Die Moschee von Keriya

 

Es war an einem Freitag. Männer strömten uns entgegen. Sie trugen eine Doppa auf dem Kopf, manche einen Gebetsteppich unter dem Arm und alle hatten sie es eilig. Vielleicht lockten die duftenden Rauchschwaden, die von den Grillständen des Basars herüberwehten, oder sie freuten sich auf den Nachmittag daheim, die Familie, das Gespräch mit Freunden und Nachbarn.

 

Wir erreichten die Moschee erst, als die Männer schon fort waren und der große, betonierte Vorplatz nahezu verwaist vor uns lag. Ganz an seinem Ende, zwischen einigen Pappeln, stand hoch und erhaben die berühmte Aitika-Moschee. Sie soll 1237 errichtet worden sein und war ab den 1980er Jahren aufwändig restauriert worden. Groß war sie. Und erstaunlich hoch. Aber auch die Moschee von Kargilik, die wir einige Tage zuvor gesehen hatten, war ähnlich groß und hoch gewesen und hatte mich wegen der kunstvollen Ornamente und arabischen Schriftzüge beeindruckt, mit denen die gesamte Frontseite überzogen war. Die Aitika-Moschee wirkte dagegen eher schlicht, sandfarben, doch aus der Nähe konnte man sehen, dass auch sie über und über mit Mustern verziert war. Nur waren diese Muster nicht blau und gelb und weiß wie in Kargilik, sondern einfarbig.

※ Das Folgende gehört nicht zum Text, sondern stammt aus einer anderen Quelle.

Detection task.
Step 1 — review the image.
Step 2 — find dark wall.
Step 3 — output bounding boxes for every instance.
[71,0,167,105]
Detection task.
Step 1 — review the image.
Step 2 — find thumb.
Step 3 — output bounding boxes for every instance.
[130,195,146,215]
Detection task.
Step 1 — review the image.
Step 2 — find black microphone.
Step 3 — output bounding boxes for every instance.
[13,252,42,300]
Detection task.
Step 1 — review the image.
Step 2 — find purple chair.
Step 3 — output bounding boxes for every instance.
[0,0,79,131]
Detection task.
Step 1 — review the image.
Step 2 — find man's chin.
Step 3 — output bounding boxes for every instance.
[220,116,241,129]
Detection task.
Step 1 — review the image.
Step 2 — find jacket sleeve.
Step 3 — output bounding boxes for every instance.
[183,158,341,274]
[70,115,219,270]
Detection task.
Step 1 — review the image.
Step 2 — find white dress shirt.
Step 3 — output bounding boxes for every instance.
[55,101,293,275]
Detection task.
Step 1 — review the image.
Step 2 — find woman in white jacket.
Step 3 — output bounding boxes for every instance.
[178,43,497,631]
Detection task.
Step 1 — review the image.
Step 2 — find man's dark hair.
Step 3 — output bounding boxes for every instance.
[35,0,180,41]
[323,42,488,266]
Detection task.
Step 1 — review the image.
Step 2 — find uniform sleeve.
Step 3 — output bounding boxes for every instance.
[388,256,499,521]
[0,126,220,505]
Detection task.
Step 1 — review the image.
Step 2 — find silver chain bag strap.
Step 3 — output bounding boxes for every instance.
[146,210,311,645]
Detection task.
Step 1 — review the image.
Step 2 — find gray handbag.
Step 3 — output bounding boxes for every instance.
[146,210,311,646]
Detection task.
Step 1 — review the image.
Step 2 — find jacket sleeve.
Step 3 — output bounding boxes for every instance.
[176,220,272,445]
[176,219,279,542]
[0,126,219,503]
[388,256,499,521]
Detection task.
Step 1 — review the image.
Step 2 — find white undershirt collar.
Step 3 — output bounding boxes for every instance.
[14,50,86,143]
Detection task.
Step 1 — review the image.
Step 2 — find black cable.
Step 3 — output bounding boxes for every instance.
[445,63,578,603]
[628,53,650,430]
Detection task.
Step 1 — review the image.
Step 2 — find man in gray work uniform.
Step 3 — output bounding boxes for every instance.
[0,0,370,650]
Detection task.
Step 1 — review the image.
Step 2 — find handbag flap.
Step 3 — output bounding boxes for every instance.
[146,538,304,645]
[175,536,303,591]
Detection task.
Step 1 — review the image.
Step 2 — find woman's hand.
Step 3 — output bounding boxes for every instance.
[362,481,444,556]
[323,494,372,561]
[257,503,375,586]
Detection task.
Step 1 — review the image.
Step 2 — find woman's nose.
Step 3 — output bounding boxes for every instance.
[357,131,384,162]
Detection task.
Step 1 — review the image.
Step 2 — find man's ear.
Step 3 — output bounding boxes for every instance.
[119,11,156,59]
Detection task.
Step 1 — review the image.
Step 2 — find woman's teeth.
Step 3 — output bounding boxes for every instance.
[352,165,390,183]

Und wunderschön.

 

Es gibt sie nicht mehr, die Moschee von Keriya.
Bereits 2018 hatte man Berichte über die Zerstörung von Moscheen in Xinjiang gehört und angeblich sollten auch die von Kargilik und Keriya darunter sein. Ich hatte es nicht glauben wollen, denn selbst wenn die chinesische Regierung den Uiguren mit aller Macht ihre Religion austreiben will – trotz verfassungsmäßig garantierter Religionsfreiheit – konnte es doch gar nicht möglich sein, dass sie so alte, kunstgeschichtlich wertvolle Bauwerke vernichten lässt. Sie ist rigoros, aber nicht dumm, dachte ich. Bis vor kurzem. Denn dann sahen wir in einer BBC-Dokumentation Satellitenbilder, die ein junger, in Kanada lebender Chinese mit modernsten, technischen Mitteln ausgewertet hatte[1]. Eines zeigte den großen Platz von Keriya mit der Moschee, die wir vor einigen Jahren bewundert hatten, und ein anderes eine verwüstete, öde Schuttfläche – den gleichen Platz vor zwei Jahren und heute.

 

Hunderte von Moscheen wurden bereits zerstört, oft ohne vorherige Ankündigung, über Nacht. Plötzlich weg. Fotos dürfen nicht gemacht werden und das Internet wird so streng überwacht, dass praktisch nichts nach außen dringen kann. Doch auf ausländische Satelliten haben die Chinesen offenbar noch keinen Einfluss und so weiß ich nun, dass es wahr ist: Das beinahe 800 Jahre alte Bauwerk, das lange Zeit als schützenswerte historische und kulturelle Stätte gegolten hatte, ist zerstört worden. 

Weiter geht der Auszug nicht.